Directional Derivatives, Implicit Functions & Taylor Series Flashcards
What is the definition of a directional derivative?
Duf(a, b) = ∇f(a, b) · u
where u is a unit vector.
How does one find the unit vector in the direction of vector v?
u =v/∥v∥
Consider the definition of a directional derivative
Duf(a, b)= ∥∇f(a, b)∥ cos θu,
where u is some unit vector.
At which point will the derivative be at its largest and smallest (steepest and least steep), and when is u orthogonal to ∇f(a, b)?
The derivative is at its largest when cos θu = 1, its smallest when cos θu = -1, and orthogonal to ∇f(a, b) when
cos θu = 0.
Give the definition of a tangent plane of a function or scalar field.
∇f(a, b, c) · (r − p) = 0
at point (a, b, c), where
r is the position vector of some point lying on the tangent plane,
and
p is the position vector of f(a, b, c)
if F(x, y) = 0 defines y implicitly as a function of x, what is dy/dx?

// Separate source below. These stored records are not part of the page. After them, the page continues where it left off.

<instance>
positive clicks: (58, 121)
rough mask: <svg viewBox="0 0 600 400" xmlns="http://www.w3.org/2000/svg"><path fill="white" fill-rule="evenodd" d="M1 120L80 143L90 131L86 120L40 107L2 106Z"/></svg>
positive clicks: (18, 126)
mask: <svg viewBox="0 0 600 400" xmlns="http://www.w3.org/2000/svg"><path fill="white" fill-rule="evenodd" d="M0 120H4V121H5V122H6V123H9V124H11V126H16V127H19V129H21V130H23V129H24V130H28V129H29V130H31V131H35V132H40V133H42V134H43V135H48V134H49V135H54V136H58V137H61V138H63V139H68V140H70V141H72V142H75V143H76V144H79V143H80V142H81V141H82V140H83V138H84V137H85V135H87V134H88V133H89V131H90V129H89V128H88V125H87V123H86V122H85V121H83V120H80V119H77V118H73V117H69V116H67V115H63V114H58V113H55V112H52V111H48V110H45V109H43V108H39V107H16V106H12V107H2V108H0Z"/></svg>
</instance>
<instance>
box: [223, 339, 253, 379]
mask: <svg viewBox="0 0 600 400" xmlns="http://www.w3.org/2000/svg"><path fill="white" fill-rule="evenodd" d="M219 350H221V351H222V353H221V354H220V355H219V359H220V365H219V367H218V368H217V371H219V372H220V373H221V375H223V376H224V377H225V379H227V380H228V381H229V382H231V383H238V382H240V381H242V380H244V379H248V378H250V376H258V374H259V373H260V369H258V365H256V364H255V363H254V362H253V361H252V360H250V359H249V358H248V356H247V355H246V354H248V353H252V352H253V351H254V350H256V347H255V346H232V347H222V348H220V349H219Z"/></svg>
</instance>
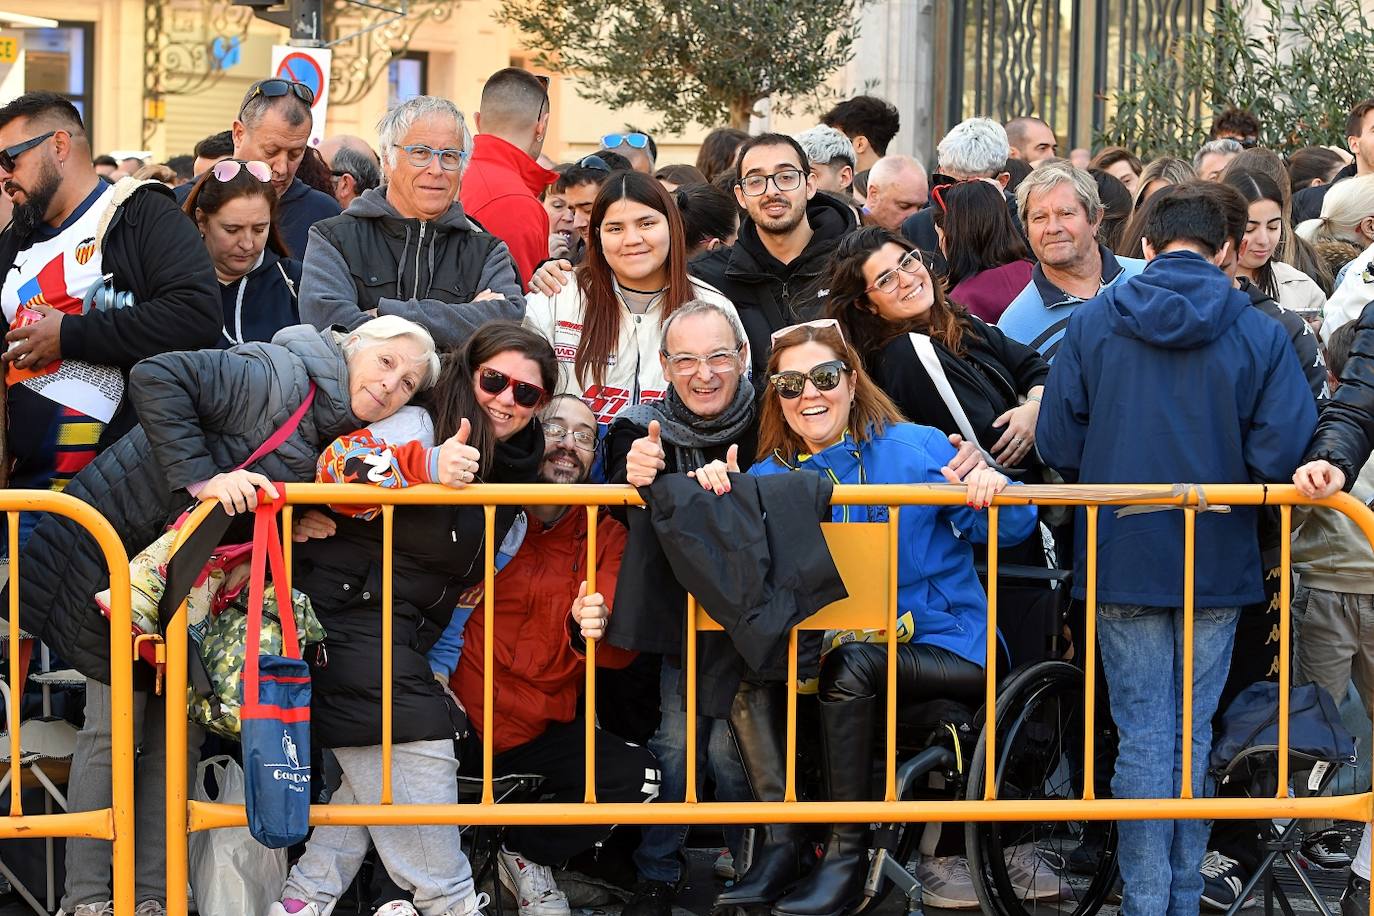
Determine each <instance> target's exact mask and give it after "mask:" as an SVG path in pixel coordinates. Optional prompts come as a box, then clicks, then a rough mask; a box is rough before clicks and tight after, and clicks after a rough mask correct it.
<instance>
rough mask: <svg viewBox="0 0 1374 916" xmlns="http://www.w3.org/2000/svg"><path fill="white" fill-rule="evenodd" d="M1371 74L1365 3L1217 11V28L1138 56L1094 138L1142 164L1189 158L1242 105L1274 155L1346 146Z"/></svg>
mask: <svg viewBox="0 0 1374 916" xmlns="http://www.w3.org/2000/svg"><path fill="white" fill-rule="evenodd" d="M1254 22H1263V26H1252V25H1250V23H1254ZM1370 73H1374V25H1371V22H1370V21H1369V19H1367V18H1366V16H1364V12H1363V11H1362V10H1360V1H1359V0H1303V1H1301V3H1294V1H1293V0H1241V1H1238V3H1220V4H1219V5H1217V8H1216V10H1215V11H1213V14H1212V27H1210V29H1204V30H1200V32H1197V33H1194V34H1190V36H1186V37H1184V38H1182V40H1180V41H1179V43H1178V44H1176V45H1175V47H1171V48H1165V49H1162V51H1151V52H1150V54H1149V55H1138V56H1136V58H1135V66H1134V71H1132V78H1129V80H1128V81H1127V84H1125V88H1123V89H1121V91H1120V92H1118V93H1117V95H1116V98H1114V103H1116V111H1114V113H1113V115H1112V117H1110V119H1109V121H1107V124H1106V126H1105V128H1103V130H1102V133H1101V135H1098V137H1096V140H1098V141H1099V143H1101V144H1114V146H1123V147H1127V148H1128V150H1136V151H1139V152H1140V155H1142V157H1145V158H1154V157H1158V155H1178V157H1191V155H1193V154H1194V152H1195V151H1197V148H1198V147H1200V146H1201V144H1202V143H1205V141H1206V139H1208V130H1209V129H1210V126H1212V117H1213V115H1215V114H1216V113H1220V111H1223V110H1224V108H1227V107H1230V106H1235V107H1239V108H1246V110H1249V111H1252V113H1253V114H1254V115H1256V117H1257V118H1259V119H1260V124H1261V135H1260V143H1261V144H1263V146H1265V147H1268V148H1271V150H1276V151H1279V152H1287V151H1292V150H1297V148H1300V147H1304V146H1314V144H1334V146H1341V147H1344V146H1345V115H1347V114H1348V113H1349V110H1351V107H1353V106H1355V103H1356V102H1360V100H1362V99H1366V98H1370V96H1371V95H1374V88H1371V84H1370V80H1369V76H1370Z"/></svg>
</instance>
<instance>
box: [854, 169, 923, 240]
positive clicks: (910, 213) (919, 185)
mask: <svg viewBox="0 0 1374 916" xmlns="http://www.w3.org/2000/svg"><path fill="white" fill-rule="evenodd" d="M927 195H929V179H926V170H925V169H923V168H921V163H919V162H916V161H915V159H912V158H911V157H908V155H889V157H883V158H881V159H878V162H875V163H874V166H872V169H870V170H868V196H867V199H866V202H864V207H863V220H864V222H866V224H867V225H881V227H882V228H885V229H890V231H892V232H899V231H900V229H901V222H903V220H905V218H907V217H910V216H911V214H912V213H915V211H916V210H919V209H921V207H923V206H926V198H927Z"/></svg>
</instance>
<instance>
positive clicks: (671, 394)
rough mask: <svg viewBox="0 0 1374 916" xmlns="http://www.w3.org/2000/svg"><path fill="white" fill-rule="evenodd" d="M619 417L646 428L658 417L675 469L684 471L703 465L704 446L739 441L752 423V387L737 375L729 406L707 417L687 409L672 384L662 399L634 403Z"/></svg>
mask: <svg viewBox="0 0 1374 916" xmlns="http://www.w3.org/2000/svg"><path fill="white" fill-rule="evenodd" d="M621 417H624V419H625V420H628V422H631V423H633V424H635V426H642V427H644V428H646V430H647V428H649V423H650V422H651V420H658V424H660V426H661V427H662V438H664V444H665V445H666V446H669V448H672V449H673V456H675V459H676V463H677V470H679V471H680V472H684V474H686V472H687V471H695V470H697V468H699V467H702V466H705V464H706V453H705V449H708V448H714V446H720V445H731V444H732V442H736V441H739V438H741V437H742V435H743V433H745V430H747V428H749V424H750V423H753V422H754V386H753V385H752V383H750V382H749V378H747V376H743V375H742V376H739V390H736V391H735V398H734V400H732V401H731V402H730V407H727V408H725V409H724V411H721V412H720V413H717V415H716V416H713V417H709V419H706V417H701V416H698V415H695V413H692V412H691V411H690V409H687V405H686V404H683V402H682V398H679V397H677V389H676V387H673V386H672V385H669V386H668V396H666V397H665V398H664V400H662V401H654V402H650V404H635V405H632V407H628V408H625V409H624V411H621V412H620V416H618V417H617V419H621ZM664 450H665V452H666V450H668V449H666V448H665V449H664Z"/></svg>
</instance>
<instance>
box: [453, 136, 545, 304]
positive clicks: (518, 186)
mask: <svg viewBox="0 0 1374 916" xmlns="http://www.w3.org/2000/svg"><path fill="white" fill-rule="evenodd" d="M555 179H558V174H556V173H554V172H550V170H548V169H545V168H544V166H541V165H540V163H539V162H534V159H532V158H529V154H528V152H525V151H523V150H521V148H519V147H515V146H511V144H510V143H506V140H502V139H500V137H497V136H493V135H491V133H478V135H477V137H475V139H474V141H473V161H471V162H469V163H467V170H466V172H464V173H463V188H462V191H459V199H460V201H462V202H463V211H464V213H467V216H470V217H473V218H474V220H477V221H478V222H481V224H482V228H484V229H486V231H488V232H491V233H492V235H495V236H496V238H497V239H500V240H502V242H504V243H506V246H507V247H508V249H510V250H511V257H513V258H515V271H517V272H518V273H519V279H521V284H522V286H528V284H529V279H530V276H533V273H534V268H536V266H539V264H540V261H545V260H548V213H547V211H545V210H544V205H543V203H540V201H539V195H540V194H541V192H543V191H544V188H547V187H548V185H550V184H552V183H554V180H555Z"/></svg>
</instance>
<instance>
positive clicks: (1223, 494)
mask: <svg viewBox="0 0 1374 916" xmlns="http://www.w3.org/2000/svg"><path fill="white" fill-rule="evenodd" d="M965 499H966V496H965V490H963V488H955V486H945V485H912V486H889V485H866V486H853V485H842V486H835V488H834V494H833V500H831V501H833V504H835V505H886V507H889V508H890V511H889V519H888V522H886V523H846V525H827V526H826V534H827V538H829V541H830V544H831V548H833V551H834V553H835V559H837V564H838V566H840V569H841V573H842V574H844V577H845V584H846V588H848V589H849V592H851V597H849V599H846V600H844V602H838V603H835V604H833V606H830V607H827V608H823V610H822V611H820V612H818V614H816V615H813V617H812V618H811V619H808V621H805V622H804V623H802V625H801V626H798V628H797V629H823V628H830V626H881V628H885V630H886V634H888V647H889V652H888V698H889V699H888V703H886V736H888V740H886V761H885V762H886V768H885V769H886V780H885V781H886V786H885V792H883V799H885V801H881V802H798V801H796V765H794V762H793V761H794V758H796V742H797V736H796V726H797V724H796V705H797V678H796V673H797V632H796V630H794V632H793V636H791V640H790V647H789V672H790V673H791V677H790V678H789V692H787V696H789V699H787V710H789V722H787V750H789V754H787V759H789V766H787V775H786V794H785V801H782V802H699V801H697V798H695V779H694V775H695V761H697V753H695V746H697V735H695V728H694V726H692V728H688V729H687V755H686V762H687V801H684V802H676V803H654V805H638V803H595V791H594V786H595V759H594V755H592V750H594V747H595V742H594V740H592V737H591V732H592V729H594V728H595V717H594V715H587V729H588V739H587V786H588V788H587V795H585V802H583V803H547V805H541V803H510V805H496V803H493V791H492V747H491V742H485V750H484V761H482V765H484V773H482V779H484V783H482V801H481V803H478V805H466V803H464V805H393V803H390V798H392V783H390V746H392V735H390V728H389V725H390V689H392V680H390V676H389V673H390V666H392V650H390V645H392V640H390V637H389V634H390V611H392V559H390V547H392V537H393V512H394V507H397V505H433V504H449V505H474V507H484V512H485V519H486V573H485V585H486V588H485V596H484V607H482V612H484V615H485V628H486V629H485V632H486V633H488V634H491V633H493V632H495V621H493V618H495V612H493V599H495V549H496V544H495V537H493V530H495V519H496V507H497V505H532V504H544V505H573V507H585V511H587V514H588V545H587V577H588V580H589V588H591V589H595V577H596V544H595V529H596V525H595V519H596V511H598V508H599V507H602V505H640V504H642V501H640V499H639V496H638V493H636V492H635V490H633V489H631V488H625V486H585V485H584V486H558V485H519V486H517V485H482V486H473V488H467V489H463V490H451V489H444V488H438V486H416V488H411V489H404V490H383V489H379V488H370V486H361V485H304V483H302V485H287V486H286V503H287V507H286V508H284V509H283V512H284V518H283V538H284V542H286V551H287V566H290V527H291V507H294V505H319V504H339V505H342V504H350V505H383V512H382V531H383V536H382V545H383V595H382V619H381V623H379V625H381V628H382V633H383V645H385V647H386V650H385V651H383V654H382V659H381V665H382V672H383V678H382V692H383V698H382V705H383V729H382V761H383V787H382V803H381V805H326V806H315V808H312V809H311V823H312V824H316V825H320V824H338V825H345V824H349V825H401V824H462V825H467V824H497V825H510V824H551V823H566V824H664V823H669V824H753V823H835V821H840V823H855V821H860V823H861V821H885V823H892V821H1037V820H1062V818H1074V820H1150V818H1171V820H1178V818H1267V817H1333V818H1341V820H1353V821H1363V823H1370V821H1371V820H1374V792H1370V791H1364V792H1358V794H1353V795H1342V797H1319V798H1287V792H1286V790H1287V740H1289V736H1287V713H1289V684H1290V672H1289V663H1290V659H1289V641H1290V621H1289V612H1290V608H1289V603H1290V589H1289V573H1290V570H1289V560H1290V556H1289V541H1290V533H1292V507H1293V505H1314V504H1315V505H1325V507H1329V508H1331V509H1334V511H1338V512H1342V514H1345V515H1347V516H1349V518H1351V519H1352V520H1355V523H1356V525H1358V526H1359V527H1360V530H1362V531H1363V533H1364V536H1366V537H1367V538H1369V540H1370V542H1371V544H1374V512H1371V511H1370V509H1369V508H1367V507H1364V505H1363V504H1360V503H1359V501H1358V500H1355V499H1352V497H1351V496H1348V494H1345V493H1340V494H1337V496H1334V497H1331V499H1327V500H1322V501H1319V503H1309V501H1308V500H1304V499H1303V497H1301V496H1300V494H1298V493H1297V490H1296V489H1294V488H1293V486H1263V485H1209V486H1158V485H1145V486H1018V488H1010V489H1007V490H1006V492H1003V493H1002V494H1000V496H999V497H998V499H996V501H995V504H993V505H992V507H991V508H989V509H987V511H988V529H989V538H988V540H989V549H988V578H989V584H992V588H991V589H989V595H988V658H989V659H991V658H995V656H996V626H998V589H996V586H995V584H996V570H998V549H996V533H998V520H999V507H1003V505H1026V504H1035V505H1084V507H1087V526H1088V527H1087V533H1088V538H1087V540H1088V545H1090V549H1088V553H1087V570H1085V573H1087V582H1085V585H1087V606H1088V614H1087V629H1085V632H1084V639H1083V641H1081V647H1083V651H1084V663H1085V670H1087V672H1088V674H1087V677H1085V678H1084V735H1083V739H1084V779H1083V797H1081V799H1068V801H1062V799H1054V801H1025V799H1014V801H1003V799H998V798H996V791H995V773H996V766H995V759H996V747H995V740H993V737H995V729H989V735H988V740H987V742H985V754H987V757H985V772H987V773H988V777H987V783H985V786H984V798H982V799H977V801H897V798H896V753H897V751H896V740H894V735H896V709H897V707H896V689H894V688H896V652H893V651H892V648H893V647H894V644H896V632H897V626H896V622H897V571H896V566H894V558H896V553H897V547H899V516H900V507H903V505H962V504H963V503H965ZM1123 505H1158V507H1173V508H1176V509H1178V511H1182V512H1183V514H1184V516H1183V519H1184V588H1186V599H1184V608H1183V611H1184V670H1186V672H1187V677H1186V678H1184V687H1183V722H1182V733H1183V735H1190V733H1191V721H1193V677H1191V674H1193V645H1191V640H1193V617H1194V597H1193V582H1194V570H1193V566H1194V562H1195V555H1194V547H1195V522H1197V512H1198V511H1200V509H1202V508H1206V507H1217V505H1250V507H1256V505H1272V507H1281V522H1282V540H1283V549H1282V558H1281V559H1282V567H1283V569H1282V591H1281V599H1279V600H1281V647H1279V652H1281V656H1279V747H1281V753H1279V779H1278V797H1276V798H1193V792H1191V786H1190V784H1189V781H1186V783H1184V786H1183V791H1182V797H1180V798H1164V799H1118V798H1109V799H1101V798H1095V797H1094V791H1092V772H1094V769H1092V757H1094V739H1095V735H1094V732H1092V721H1094V709H1095V702H1096V696H1095V677H1094V676H1092V673H1094V670H1095V665H1096V651H1095V612H1096V560H1098V558H1096V537H1095V536H1096V527H1098V512H1099V508H1101V507H1123ZM209 508H210V507H209V505H206V507H202V508H201V509H198V511H196V514H195V515H194V516H192V518H191V520H190V523H188V525H187V526H184V531H183V538H184V537H185V536H187V534H190V531H191V530H194V527H195V526H196V525H199V522H201V520H202V519H203V518H205V516H206V515H207V512H209ZM878 602H881V604H882V607H881V612H879V611H878V610H875V607H874V606H875V603H878ZM183 611H184V606H183ZM687 611H688V612H687V633H688V640H687V645H686V650H687V658H686V669H687V677H688V681H687V683H688V685H691V684H694V680H692V678H694V676H695V643H697V640H695V636H697V633H698V632H699V630H706V629H719V625H716V623H714V622H713V621H710V618H709V617H708V615H706V614H703V612H701V611H699V610H698V608H697V607H695V604H694V603H692V602H691V599H688V608H687ZM166 639H168V647H166V648H168V654H166V656H168V666H166V689H168V691H169V696H183V695H184V694H185V676H187V670H185V669H187V656H185V652H187V626H185V614H184V612H180V614H179V615H177V618H176V621H174V622H173V625H172V628H170V629H169V630H168V636H166ZM471 648H473V647H469V650H471ZM482 651H484V659H485V661H484V672H485V683H484V698H485V707H484V728H482V733H484V735H492V733H493V732H492V715H493V703H492V691H493V687H492V684H493V681H492V677H493V667H495V666H493V644H492V640H491V639H488V640H486V641H485V645H484V650H482ZM595 658H596V651H595V644H589V645H588V651H587V662H588V665H587V707H588V710H594V709H595ZM993 669H995V666H992V665H989V666H988V676H987V691H985V702H987V707H988V709H995V707H996V691H998V685H996V674H995V672H993ZM125 680H126V678H125ZM687 703H688V707H687V721H688V722H690V724H692V722H695V689H687ZM166 733H168V739H166V740H168V748H166V753H168V806H166V810H168V913H169V916H184V915H185V908H187V901H185V895H184V894H183V893H179V890H177V889H184V887H185V886H187V849H185V839H187V835H188V832H191V831H202V829H216V828H223V827H242V825H245V824H246V816H245V810H243V808H242V806H231V805H218V803H206V802H191V801H188V799H187V772H185V759H187V755H185V742H187V720H185V714H184V711H183V710H180V709H179V707H177V705H174V703H168V724H166ZM1182 751H1183V761H1182V764H1183V772H1184V773H1187V772H1191V742H1190V740H1184V742H1183V747H1182ZM117 772H118V770H117Z"/></svg>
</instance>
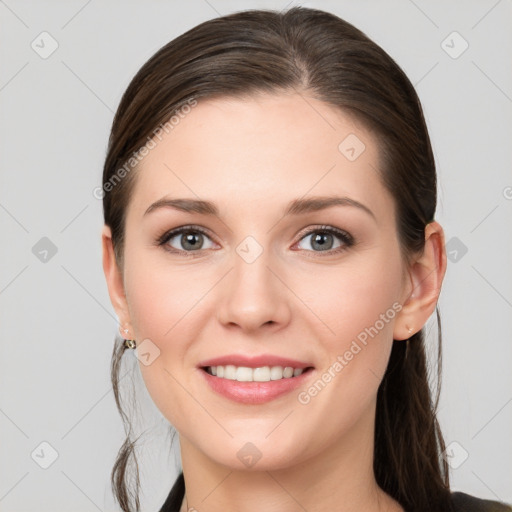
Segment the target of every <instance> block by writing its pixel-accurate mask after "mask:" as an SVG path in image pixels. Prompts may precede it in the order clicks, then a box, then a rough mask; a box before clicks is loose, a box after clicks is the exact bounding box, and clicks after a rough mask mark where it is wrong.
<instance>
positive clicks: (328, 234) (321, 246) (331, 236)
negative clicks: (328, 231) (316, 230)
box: [312, 233, 332, 251]
mask: <svg viewBox="0 0 512 512" xmlns="http://www.w3.org/2000/svg"><path fill="white" fill-rule="evenodd" d="M326 237H330V243H329V240H328V241H326ZM315 244H317V247H316V248H319V249H320V250H322V251H325V250H329V249H330V248H331V247H332V235H331V234H329V233H321V234H320V233H318V234H317V235H316V236H315V237H314V238H313V244H312V245H313V248H315Z"/></svg>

dy/dx= −[Fx(x, y)/Fy(x, y)].
What is the difference between a Taylor series and a Maclaurin series?
A Maclaurin series is a special case of a Taylor series where
a = 0.
Define the 3rd value of a Taylor series for function f(x).
1/2! x [f’‘(a)(x - a)^2].
Provide the general equation for a Taylor series.
The sum between r = 0 and infinity of 1/r!, times f(a) differentiated r times, times (x - a) to the power of r.
What is the truncating error/remainder of the Taylor polynomial of degree n?
Rn = 1/(n + 1)! x [f^(n+1)(c) x (x - a)^(n + 1)]
where
f^(n+1)(c) = f of c differentiated n+1 times.
c is some value between a and x. We are usually interested in the maximum value of this.
How are functions of more than one variable affected by the Taylor series?
instead of simply f(a) differentiated n times, we must find the binomial expansion of degree n, times the partial derivatives of f.